EAS Policy Position Statement – Rural Fuel Poverty

Energy Action Scotland acknowledges the particular difficulties faced by the fuel poor in rural areas. These include:

  • higher fuel costs
  • lack of access to the mains gas grid
  • premiums on energy
  • challenging housing stock
  • difficulty getting companies delivering energy efficiency measures to operate in some areas

Consumers in rural areas off the mains gas grid can pay significantly more for the same fuel sold in urban areas. Energy Action Scotland believes that the reason for this discrepancy in price can be attributed, in some part, to the lack of regulation of most rural heating fuels. Price control is therefore needed on domestic fuels such as heating oils, solid fuels, and LPG.

Housing stock in rural areas poses significant challenges when it comes to tackling fuel poverty. Older, stone built houses with greater wall surface areas, that are more likely to be detached or semi-detached and poor or no insulation in often exposed areas mean that retrofitting is difficult and therefore expensive.

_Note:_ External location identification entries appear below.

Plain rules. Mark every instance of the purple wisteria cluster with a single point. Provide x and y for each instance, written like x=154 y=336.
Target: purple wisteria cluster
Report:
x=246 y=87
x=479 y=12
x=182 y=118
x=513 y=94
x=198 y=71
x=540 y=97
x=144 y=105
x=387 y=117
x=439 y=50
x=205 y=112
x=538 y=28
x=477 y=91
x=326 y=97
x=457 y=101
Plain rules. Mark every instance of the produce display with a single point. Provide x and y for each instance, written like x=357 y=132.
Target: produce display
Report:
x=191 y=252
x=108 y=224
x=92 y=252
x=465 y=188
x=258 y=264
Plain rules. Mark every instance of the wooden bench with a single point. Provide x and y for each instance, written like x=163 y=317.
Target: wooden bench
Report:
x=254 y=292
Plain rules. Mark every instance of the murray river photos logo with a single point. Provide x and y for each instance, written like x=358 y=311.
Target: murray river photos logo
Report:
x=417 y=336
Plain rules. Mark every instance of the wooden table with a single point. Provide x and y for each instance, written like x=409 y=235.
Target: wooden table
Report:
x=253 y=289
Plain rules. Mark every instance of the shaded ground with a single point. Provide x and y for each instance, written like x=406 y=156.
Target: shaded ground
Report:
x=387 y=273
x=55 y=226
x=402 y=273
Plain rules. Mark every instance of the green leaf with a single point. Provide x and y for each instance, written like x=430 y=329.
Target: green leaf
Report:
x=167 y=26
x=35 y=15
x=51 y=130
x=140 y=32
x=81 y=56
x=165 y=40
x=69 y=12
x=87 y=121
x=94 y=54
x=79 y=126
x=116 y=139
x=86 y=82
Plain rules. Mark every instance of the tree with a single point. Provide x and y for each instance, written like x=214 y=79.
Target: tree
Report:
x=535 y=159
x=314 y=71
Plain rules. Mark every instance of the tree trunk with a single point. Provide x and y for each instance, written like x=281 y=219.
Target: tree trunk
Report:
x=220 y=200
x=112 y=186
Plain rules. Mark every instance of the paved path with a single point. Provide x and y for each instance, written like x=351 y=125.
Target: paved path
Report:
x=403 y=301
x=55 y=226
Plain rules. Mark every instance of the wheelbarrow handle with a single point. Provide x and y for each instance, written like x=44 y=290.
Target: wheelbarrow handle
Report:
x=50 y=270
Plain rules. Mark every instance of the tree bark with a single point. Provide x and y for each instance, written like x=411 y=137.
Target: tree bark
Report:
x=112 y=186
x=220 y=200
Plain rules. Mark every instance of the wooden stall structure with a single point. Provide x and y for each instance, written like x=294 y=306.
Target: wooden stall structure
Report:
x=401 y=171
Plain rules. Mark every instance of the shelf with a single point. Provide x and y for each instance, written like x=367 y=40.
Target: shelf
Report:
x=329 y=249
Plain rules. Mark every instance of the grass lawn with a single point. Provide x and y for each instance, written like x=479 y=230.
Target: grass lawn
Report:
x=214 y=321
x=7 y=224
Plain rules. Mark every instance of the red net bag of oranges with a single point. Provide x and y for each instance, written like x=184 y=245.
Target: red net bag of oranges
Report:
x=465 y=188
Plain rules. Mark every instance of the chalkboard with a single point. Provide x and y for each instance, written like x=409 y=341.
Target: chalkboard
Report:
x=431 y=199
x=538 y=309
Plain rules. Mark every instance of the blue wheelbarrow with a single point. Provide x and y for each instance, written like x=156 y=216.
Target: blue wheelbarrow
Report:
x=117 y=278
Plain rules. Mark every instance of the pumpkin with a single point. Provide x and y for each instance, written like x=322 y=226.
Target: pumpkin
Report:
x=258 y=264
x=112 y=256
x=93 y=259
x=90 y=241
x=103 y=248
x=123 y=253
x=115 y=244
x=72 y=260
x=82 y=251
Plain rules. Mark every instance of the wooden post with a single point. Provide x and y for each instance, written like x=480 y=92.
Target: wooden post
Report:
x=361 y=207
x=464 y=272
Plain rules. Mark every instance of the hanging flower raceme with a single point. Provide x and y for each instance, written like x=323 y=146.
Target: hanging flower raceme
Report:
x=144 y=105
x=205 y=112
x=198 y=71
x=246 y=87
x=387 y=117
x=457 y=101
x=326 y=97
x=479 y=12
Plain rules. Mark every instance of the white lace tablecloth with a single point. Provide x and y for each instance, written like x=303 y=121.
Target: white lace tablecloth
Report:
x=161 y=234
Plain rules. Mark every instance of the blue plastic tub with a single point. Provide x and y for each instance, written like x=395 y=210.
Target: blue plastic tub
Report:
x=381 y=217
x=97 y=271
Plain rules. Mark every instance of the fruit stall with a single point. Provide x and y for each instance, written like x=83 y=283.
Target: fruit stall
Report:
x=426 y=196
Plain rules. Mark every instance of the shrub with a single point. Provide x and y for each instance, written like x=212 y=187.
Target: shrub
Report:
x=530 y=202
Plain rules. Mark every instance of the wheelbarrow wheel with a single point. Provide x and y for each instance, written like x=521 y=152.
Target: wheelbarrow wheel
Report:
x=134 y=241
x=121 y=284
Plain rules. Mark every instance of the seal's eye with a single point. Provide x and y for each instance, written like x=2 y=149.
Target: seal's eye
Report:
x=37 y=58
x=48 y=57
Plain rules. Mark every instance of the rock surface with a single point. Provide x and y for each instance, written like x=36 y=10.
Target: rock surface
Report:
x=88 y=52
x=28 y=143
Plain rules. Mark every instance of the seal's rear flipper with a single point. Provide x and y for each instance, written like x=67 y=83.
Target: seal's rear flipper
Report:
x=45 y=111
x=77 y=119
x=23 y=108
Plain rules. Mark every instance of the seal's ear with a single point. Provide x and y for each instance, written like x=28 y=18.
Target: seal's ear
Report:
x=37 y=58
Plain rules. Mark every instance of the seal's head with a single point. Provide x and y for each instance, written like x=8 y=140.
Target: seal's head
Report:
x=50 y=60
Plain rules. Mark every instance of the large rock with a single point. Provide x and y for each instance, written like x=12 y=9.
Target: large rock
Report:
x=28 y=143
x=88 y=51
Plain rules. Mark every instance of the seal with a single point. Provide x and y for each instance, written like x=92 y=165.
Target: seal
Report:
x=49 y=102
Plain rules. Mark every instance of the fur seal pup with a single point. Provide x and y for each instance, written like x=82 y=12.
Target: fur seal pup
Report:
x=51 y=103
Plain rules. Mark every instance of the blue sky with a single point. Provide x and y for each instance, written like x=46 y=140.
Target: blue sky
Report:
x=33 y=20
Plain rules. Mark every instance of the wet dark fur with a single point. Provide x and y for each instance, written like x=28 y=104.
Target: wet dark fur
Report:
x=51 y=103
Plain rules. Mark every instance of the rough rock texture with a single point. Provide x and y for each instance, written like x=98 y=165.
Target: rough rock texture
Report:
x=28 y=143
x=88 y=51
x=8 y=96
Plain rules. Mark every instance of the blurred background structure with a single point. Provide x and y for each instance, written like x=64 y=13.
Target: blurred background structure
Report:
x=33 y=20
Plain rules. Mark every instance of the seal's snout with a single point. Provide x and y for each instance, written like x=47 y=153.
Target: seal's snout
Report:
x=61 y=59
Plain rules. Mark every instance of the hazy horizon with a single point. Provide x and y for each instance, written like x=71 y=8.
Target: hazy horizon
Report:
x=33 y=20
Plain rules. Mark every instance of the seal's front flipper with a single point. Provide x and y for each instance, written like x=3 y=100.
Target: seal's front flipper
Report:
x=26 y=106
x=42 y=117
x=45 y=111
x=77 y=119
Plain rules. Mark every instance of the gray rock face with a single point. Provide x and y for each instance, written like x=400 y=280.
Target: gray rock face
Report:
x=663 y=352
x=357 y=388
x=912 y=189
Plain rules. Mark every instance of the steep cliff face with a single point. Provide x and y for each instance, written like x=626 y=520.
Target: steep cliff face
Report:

For this very reason Energy Action Scotland would urge that these energy inefficient homes be made a priority for retrofitting as rural consumers are being unfairly penalised for having the most energy inefficient homes and the most expensive energy.

Rural premiums on energy bills can be a huge financial burden on those living in rural areas. Energy Action Scotland believes a consultation should take place on the distribution price control mechanism that can add or take away premiums on all consumers’ energy bills to ensure that no one group of consumers suffers unfairly.

Energy Action Scotland welcomes the Scottish Government’s commitment to a ‘rural uplift’ to the UK Minimum Income Standard as part of the Scottish fuel poverty definition and will continue to scrutinise subsequent legislation on this.